Not about TDD, though TDD is a good (the best?) way to do unit testing
"I understood too much about how the system is supposed to work to test it effectively. But if I do the test first...," no preconceptions about how system works.
Non-functional requirements: the "-ilities" (some, like usability, I've previously called qualitative; others are more technical, like scalability, maintainability)
Lesson 1: just do it; there are good reasons, pros, cons, whatever, just do it
Lesson 2: write tests using the 3A Pattern
- Arrange: set up the test harness (instantiate the objects, fill in pseudovalues, etc.; the other stuff you can't test without)
- Act: do the thing (the one whose workingness you want to test)
- Assert: verify the results (test one thing per test, regardless of how many Asserts are needed)

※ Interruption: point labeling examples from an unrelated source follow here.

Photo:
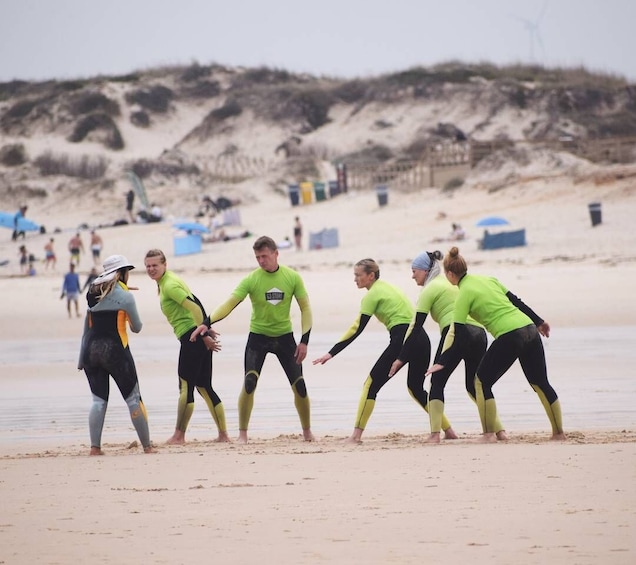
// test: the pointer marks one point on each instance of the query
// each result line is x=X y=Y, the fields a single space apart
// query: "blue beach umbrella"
x=492 y=221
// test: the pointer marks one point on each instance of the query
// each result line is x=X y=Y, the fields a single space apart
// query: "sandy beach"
x=392 y=499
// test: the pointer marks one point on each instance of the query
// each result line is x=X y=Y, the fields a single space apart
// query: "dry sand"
x=392 y=499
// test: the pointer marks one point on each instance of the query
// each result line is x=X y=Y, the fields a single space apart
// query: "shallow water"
x=43 y=398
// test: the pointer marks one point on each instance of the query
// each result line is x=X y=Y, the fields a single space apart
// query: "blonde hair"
x=369 y=266
x=455 y=263
x=156 y=253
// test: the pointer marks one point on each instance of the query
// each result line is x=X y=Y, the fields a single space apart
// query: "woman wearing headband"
x=437 y=298
x=391 y=307
x=517 y=330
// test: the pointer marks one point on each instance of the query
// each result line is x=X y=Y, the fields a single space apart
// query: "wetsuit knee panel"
x=251 y=380
x=300 y=388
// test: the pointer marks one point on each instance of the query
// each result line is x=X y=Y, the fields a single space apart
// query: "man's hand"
x=434 y=368
x=322 y=360
x=395 y=367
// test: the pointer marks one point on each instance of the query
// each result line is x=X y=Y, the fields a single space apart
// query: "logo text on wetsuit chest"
x=274 y=296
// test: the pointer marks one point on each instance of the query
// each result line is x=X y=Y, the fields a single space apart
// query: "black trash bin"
x=383 y=194
x=595 y=213
x=294 y=194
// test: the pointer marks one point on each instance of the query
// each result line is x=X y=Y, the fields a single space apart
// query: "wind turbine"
x=532 y=27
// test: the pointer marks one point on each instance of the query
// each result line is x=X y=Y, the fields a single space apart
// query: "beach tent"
x=24 y=224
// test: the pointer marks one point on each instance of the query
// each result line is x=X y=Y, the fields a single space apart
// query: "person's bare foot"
x=178 y=438
x=434 y=437
x=449 y=433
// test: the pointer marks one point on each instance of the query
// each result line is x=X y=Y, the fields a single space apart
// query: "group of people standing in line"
x=464 y=307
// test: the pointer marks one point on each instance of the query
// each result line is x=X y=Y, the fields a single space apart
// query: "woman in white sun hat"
x=104 y=352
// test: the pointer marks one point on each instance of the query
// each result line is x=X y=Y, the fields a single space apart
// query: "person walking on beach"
x=76 y=247
x=517 y=330
x=184 y=313
x=298 y=234
x=438 y=298
x=271 y=288
x=105 y=352
x=392 y=308
x=71 y=289
x=96 y=246
x=49 y=255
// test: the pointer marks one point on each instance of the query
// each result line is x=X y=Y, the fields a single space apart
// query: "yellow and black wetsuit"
x=514 y=326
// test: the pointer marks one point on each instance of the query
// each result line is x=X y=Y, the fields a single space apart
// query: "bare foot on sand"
x=178 y=438
x=449 y=433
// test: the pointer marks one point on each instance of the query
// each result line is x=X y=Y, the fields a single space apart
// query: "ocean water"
x=45 y=399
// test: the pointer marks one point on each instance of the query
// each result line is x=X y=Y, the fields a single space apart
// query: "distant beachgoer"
x=105 y=351
x=21 y=213
x=92 y=275
x=438 y=298
x=76 y=247
x=49 y=255
x=23 y=255
x=71 y=289
x=517 y=330
x=130 y=202
x=298 y=234
x=96 y=246
x=271 y=288
x=390 y=306
x=185 y=312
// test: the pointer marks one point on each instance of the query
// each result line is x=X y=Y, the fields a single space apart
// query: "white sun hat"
x=111 y=265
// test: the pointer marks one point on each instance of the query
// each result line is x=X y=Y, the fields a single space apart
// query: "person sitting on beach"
x=517 y=330
x=271 y=288
x=104 y=351
x=390 y=306
x=438 y=298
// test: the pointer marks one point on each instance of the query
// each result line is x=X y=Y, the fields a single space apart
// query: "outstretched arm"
x=352 y=333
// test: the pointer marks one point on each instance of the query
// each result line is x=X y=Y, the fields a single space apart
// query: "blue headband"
x=422 y=262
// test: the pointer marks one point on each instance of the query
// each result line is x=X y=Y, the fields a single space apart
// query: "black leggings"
x=195 y=367
x=257 y=348
x=417 y=366
x=471 y=352
x=523 y=344
x=104 y=357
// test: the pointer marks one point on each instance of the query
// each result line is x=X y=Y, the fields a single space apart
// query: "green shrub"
x=85 y=167
x=13 y=155
x=156 y=99
x=97 y=122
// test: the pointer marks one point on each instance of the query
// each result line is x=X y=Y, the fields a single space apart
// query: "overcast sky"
x=61 y=39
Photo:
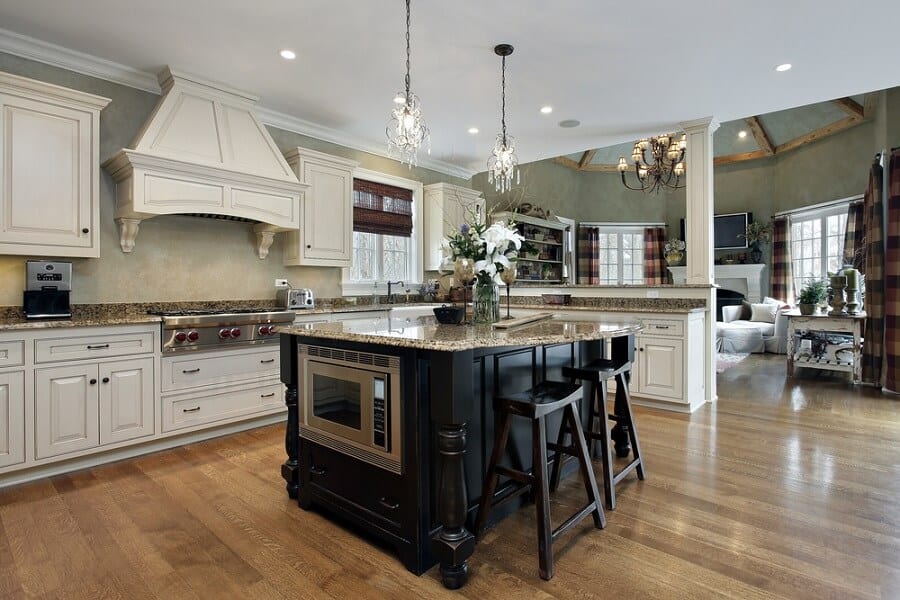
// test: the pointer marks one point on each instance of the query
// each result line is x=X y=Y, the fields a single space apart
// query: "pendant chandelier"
x=503 y=163
x=406 y=130
x=667 y=168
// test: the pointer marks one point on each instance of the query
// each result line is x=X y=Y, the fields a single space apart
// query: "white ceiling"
x=623 y=70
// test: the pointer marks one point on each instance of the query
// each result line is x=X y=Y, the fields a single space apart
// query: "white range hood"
x=204 y=152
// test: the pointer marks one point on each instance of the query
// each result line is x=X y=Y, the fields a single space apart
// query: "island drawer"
x=92 y=346
x=12 y=354
x=180 y=412
x=662 y=327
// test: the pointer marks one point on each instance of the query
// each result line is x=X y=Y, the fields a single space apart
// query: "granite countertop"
x=427 y=334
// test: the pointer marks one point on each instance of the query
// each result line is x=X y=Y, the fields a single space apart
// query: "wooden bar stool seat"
x=596 y=374
x=536 y=404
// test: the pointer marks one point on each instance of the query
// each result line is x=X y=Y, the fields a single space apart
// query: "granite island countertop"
x=425 y=333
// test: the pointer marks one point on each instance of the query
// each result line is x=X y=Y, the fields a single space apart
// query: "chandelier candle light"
x=667 y=168
x=406 y=130
x=503 y=163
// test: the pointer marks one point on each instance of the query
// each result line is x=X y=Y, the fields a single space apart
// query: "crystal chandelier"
x=503 y=163
x=406 y=130
x=667 y=168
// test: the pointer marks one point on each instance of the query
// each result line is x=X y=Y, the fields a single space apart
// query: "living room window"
x=817 y=243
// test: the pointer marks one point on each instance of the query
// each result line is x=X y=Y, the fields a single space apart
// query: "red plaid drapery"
x=874 y=270
x=782 y=278
x=588 y=250
x=654 y=264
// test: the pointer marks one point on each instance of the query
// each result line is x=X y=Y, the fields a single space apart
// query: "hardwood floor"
x=783 y=489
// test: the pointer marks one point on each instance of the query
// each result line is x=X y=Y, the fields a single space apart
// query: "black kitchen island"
x=390 y=423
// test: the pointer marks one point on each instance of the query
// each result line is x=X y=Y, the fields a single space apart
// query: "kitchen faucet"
x=390 y=293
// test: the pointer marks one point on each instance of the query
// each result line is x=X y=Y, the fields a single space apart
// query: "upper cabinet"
x=446 y=208
x=49 y=169
x=325 y=238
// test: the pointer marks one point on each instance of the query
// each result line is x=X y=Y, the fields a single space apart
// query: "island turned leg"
x=290 y=470
x=453 y=544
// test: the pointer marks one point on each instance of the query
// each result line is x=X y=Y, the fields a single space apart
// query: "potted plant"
x=812 y=294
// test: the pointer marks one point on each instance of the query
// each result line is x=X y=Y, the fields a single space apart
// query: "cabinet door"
x=126 y=400
x=66 y=406
x=46 y=175
x=12 y=418
x=660 y=370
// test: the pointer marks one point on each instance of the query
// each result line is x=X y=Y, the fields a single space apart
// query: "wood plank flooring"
x=786 y=488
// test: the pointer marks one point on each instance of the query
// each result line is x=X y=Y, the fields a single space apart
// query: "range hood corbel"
x=204 y=152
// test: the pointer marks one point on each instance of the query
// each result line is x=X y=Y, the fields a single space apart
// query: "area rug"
x=726 y=360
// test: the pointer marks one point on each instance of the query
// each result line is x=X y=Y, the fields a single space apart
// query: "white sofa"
x=739 y=333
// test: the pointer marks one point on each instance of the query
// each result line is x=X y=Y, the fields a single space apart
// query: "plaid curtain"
x=782 y=278
x=655 y=271
x=874 y=336
x=855 y=237
x=892 y=279
x=588 y=253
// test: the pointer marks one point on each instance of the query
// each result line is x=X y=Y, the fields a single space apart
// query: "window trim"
x=416 y=255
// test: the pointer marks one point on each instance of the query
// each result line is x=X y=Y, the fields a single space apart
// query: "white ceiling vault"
x=623 y=73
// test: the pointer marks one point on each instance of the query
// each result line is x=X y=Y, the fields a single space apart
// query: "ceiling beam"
x=586 y=158
x=850 y=106
x=760 y=135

Lesson 4: use alternatives to ExpectedException
- it violates 3A (NUnit syntax places the test out of order)... use Assert.Throws() with delegate{} (imperfect, but better) or .NET 3.5 lambda thingies
- not always enough info about where the exception threw from, or should have thrown from, in processing order
- Assert.Throws() returns the exception itself for further inspection
Lesson 6: don't use SetUp and TearDown, even at the expense of some code repetition in tests; although small fixtures should help with this, they won't always
Lesson 7: improve testability with Inversion of Control (a pattern; Dependency Injection Frameworks use this but are themselves overkill for "most" applications)
- constructor injection
- setter injection (create an interface for the thing that needs to be mocked in the test; swap out the set method for test purposes)
- cascading failures are unhelpful; isolate the code such that if change one part of code, one test should fail, and the failure should point you to the actual place where the problem is
Just seeing these examples is one more step toward "contextualizing" this stuff for me. Cool.